Cela m'a immédiatement rappelé un de mes plus beaux souvenirs, celui de ma fille quand elle n'était encore qu'une petite fille: l'emmener avec moi sur la courte distance pour vérifier le courrier. Je vis dans une petite enclave de maisons où toutes les boîtes aux lettres sont réunies dans un lieu central, à moins d'une minute de marche de ma porte d'entrée... quand je marche seul, c'est-à-dire. Quand j'emmenais ma fille avec moi, c'était facilement 20 minutes.

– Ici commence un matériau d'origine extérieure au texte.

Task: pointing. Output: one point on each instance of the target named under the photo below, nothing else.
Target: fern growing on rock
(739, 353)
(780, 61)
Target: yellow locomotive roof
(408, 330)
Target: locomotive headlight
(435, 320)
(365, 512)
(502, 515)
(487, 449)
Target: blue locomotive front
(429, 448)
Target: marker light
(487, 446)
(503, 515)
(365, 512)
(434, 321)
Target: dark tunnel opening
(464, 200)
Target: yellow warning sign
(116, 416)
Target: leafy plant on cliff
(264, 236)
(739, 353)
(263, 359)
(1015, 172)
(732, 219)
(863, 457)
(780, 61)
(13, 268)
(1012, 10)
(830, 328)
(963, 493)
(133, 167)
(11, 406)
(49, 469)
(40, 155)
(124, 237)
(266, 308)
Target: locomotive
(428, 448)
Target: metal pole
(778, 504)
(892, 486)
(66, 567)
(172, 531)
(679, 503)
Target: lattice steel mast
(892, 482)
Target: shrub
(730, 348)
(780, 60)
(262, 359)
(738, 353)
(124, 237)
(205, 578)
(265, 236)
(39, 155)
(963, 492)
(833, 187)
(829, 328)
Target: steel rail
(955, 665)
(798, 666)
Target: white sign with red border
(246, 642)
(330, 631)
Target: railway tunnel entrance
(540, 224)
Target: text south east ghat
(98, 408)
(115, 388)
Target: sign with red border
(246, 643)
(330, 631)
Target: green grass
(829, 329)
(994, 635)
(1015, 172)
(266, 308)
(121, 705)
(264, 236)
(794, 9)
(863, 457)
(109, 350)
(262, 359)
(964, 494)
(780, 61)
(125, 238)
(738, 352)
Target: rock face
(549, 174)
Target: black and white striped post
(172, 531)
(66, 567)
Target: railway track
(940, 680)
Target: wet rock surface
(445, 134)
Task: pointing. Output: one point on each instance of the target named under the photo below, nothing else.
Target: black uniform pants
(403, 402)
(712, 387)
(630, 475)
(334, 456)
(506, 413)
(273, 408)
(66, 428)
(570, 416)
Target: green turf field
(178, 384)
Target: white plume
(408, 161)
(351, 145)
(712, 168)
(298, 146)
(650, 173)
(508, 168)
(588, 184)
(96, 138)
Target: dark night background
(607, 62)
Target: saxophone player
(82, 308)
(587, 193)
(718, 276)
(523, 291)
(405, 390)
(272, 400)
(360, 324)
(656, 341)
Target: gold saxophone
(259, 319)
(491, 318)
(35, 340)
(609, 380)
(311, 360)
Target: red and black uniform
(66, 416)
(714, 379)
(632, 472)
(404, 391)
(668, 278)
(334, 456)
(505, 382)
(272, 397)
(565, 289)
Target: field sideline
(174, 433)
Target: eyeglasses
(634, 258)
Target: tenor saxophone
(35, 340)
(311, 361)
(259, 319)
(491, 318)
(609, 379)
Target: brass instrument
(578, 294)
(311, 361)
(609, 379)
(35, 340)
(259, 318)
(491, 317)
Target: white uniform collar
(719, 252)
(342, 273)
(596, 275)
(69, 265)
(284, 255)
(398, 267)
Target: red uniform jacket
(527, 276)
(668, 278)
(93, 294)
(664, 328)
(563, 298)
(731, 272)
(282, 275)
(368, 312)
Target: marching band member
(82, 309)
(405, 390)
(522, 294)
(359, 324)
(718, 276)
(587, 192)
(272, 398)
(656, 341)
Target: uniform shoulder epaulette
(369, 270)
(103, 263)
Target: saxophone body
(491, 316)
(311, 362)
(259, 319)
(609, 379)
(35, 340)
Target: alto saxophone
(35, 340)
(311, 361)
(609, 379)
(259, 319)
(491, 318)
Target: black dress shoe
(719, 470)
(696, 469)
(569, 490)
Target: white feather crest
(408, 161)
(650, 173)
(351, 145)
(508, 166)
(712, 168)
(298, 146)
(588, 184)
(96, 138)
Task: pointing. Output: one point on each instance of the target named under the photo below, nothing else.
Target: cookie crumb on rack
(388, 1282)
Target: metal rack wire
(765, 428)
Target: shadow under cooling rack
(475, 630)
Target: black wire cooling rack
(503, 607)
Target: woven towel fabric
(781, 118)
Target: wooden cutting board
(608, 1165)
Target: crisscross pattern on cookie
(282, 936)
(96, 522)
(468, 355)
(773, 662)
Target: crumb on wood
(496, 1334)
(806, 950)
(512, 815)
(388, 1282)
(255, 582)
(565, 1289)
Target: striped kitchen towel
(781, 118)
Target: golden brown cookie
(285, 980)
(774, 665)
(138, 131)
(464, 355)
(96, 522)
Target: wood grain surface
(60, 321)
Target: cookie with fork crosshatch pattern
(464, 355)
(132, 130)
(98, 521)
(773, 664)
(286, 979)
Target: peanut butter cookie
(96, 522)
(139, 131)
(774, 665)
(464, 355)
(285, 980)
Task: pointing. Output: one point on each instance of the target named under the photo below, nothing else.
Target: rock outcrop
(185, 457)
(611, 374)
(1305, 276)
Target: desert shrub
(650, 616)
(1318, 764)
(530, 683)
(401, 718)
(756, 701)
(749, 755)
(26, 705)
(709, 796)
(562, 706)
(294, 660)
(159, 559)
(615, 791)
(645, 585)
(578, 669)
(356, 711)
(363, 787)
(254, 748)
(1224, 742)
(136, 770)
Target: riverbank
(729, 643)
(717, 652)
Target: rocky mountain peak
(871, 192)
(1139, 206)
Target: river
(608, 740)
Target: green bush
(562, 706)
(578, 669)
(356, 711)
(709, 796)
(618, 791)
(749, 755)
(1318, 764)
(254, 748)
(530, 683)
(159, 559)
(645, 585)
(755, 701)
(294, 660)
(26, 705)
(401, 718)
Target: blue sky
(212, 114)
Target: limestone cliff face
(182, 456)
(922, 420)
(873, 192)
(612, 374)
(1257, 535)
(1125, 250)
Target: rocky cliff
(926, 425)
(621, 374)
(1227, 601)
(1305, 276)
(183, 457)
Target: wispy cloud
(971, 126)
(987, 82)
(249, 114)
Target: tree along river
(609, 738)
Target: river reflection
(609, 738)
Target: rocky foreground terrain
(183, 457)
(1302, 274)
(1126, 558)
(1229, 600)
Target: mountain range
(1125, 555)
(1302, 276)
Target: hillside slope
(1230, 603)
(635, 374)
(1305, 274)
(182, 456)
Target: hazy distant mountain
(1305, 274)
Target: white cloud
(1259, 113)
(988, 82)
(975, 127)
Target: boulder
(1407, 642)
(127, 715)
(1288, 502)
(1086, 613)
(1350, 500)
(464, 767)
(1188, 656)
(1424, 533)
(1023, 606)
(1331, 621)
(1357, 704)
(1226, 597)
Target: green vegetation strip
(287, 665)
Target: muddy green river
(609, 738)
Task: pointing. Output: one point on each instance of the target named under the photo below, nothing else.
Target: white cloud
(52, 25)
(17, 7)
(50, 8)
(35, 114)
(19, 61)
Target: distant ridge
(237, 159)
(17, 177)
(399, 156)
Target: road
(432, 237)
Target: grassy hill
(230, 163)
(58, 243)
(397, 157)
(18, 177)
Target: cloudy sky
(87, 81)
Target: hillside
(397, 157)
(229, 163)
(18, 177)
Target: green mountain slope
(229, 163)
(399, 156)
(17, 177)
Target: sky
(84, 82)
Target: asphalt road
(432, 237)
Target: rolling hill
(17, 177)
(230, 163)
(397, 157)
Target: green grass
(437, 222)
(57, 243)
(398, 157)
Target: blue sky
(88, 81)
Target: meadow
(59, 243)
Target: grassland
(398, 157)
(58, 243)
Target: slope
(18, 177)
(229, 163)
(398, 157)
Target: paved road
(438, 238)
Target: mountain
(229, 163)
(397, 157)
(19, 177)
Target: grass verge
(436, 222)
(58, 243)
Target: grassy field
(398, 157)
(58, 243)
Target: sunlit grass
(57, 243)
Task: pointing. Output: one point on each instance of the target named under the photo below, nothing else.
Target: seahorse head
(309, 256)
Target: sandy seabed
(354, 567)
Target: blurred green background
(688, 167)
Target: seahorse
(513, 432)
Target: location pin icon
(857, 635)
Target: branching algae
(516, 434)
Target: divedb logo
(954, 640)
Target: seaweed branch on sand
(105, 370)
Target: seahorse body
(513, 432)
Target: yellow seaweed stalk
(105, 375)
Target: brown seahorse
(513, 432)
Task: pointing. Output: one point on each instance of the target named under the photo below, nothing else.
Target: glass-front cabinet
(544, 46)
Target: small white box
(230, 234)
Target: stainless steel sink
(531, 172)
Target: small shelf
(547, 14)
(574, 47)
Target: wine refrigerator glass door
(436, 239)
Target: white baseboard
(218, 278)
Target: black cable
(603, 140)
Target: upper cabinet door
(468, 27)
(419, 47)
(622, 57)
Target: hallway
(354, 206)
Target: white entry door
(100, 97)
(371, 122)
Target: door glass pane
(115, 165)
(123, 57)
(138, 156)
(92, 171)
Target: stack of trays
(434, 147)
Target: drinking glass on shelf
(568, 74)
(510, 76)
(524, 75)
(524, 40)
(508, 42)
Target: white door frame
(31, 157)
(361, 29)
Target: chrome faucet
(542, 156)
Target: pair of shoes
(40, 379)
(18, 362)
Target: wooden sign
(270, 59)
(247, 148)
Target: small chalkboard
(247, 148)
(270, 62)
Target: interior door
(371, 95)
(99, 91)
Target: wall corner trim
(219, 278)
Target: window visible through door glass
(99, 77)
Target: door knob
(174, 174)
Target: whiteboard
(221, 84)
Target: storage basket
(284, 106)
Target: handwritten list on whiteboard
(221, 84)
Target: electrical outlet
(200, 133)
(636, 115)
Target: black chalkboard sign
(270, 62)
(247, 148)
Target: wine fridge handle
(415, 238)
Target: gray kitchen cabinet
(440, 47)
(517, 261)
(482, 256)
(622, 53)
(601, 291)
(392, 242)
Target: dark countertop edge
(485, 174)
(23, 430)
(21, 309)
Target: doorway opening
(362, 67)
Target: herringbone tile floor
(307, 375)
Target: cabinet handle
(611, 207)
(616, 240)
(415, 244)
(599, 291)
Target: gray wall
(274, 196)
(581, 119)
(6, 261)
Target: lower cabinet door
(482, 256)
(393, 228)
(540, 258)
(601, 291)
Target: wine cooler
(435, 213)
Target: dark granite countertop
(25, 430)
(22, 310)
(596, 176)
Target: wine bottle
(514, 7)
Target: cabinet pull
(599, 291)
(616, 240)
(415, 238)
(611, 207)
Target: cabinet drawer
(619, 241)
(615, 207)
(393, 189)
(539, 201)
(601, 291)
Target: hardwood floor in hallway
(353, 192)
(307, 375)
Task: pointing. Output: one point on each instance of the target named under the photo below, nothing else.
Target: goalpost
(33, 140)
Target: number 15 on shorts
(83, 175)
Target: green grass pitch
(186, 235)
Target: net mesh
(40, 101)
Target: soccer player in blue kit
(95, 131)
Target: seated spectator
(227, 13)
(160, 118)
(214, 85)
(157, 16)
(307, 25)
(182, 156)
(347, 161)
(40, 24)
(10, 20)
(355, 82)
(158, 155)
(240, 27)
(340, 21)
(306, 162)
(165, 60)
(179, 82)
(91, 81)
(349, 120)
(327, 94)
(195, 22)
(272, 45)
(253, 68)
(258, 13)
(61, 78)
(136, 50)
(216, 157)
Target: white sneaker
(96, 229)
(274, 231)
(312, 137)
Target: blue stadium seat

Tout ce qui se trouvait sur le chemin, à l'aller comme au retour, la fascinait : chaque caillou, fourmi, bâton, feuille, brin d'herbe et fissure dans le trottoir était quelque chose à ramasser, à regarder, à goûter, à sentir et à secouer. Tout était intéressant pour elle. Elle ne savait rien. Je savais tout... j'ai été là, j'ai fait ça. Elle était dans le moment, j'étais dans le passé. Elle était consciente. J'ai été stupide.

L'effet à la troisième personne

Une partie de la réponse est ce que les psychologues appellent l'auto-distance, un terme inventé par les chercheurs Ethan Kross et Ozlem Ayduk. Ce qui a poussé Ethan Kross à enquêter sur ce concept est un acte d'inconscience : il a accidentellement grillé un feu rouge. Il s'est grondé en disant tout haut"Ethan, espèce d'idiot !" Le fait de se parler à la troisième personne l'a amené à se demander s'il n'y avait pas quelque chose de plus dans cette façon de parler, et si cela ne représentait pas une méthode pour changer son point de vue.

En bref, la réponse est oui. Selon M. Kross, lorsque vous vous considérez comme une autre personne, cela vous permet de vous donner un retour d'information plus objectif et plus utile.

Ces deux hypothèses, bien sûr, pourraient être entièrement fausses. L'autocensure est fermement ancrée dans notre expérience des erreurs du passé et non du présent. Les messages cérébraux issus de ces expériences peuvent être trompeurs. Et si ce que notre auto-censure pense "savoir" peut en fait ne pas être vrai, alors l'accepter automatiquement comme une sorte de vérité inerte est en effet insensé et autodestructeur. Langer est d'accord : "Quand vous pensez "je sais" et "c'est", vous avez l'illusion de savoir, l'illusion de la certitude, et puis vous êtes inconscient."Langer soutient que nous devons apprendre à regarder le monde d'une manière plus conditionnelle, par opposition à une manière absolue. Comprendre que la façon dont nous regardons les choses n'est qu'une façon parmi tant d'autres de les regarder nous oblige à accepter l'incertitude.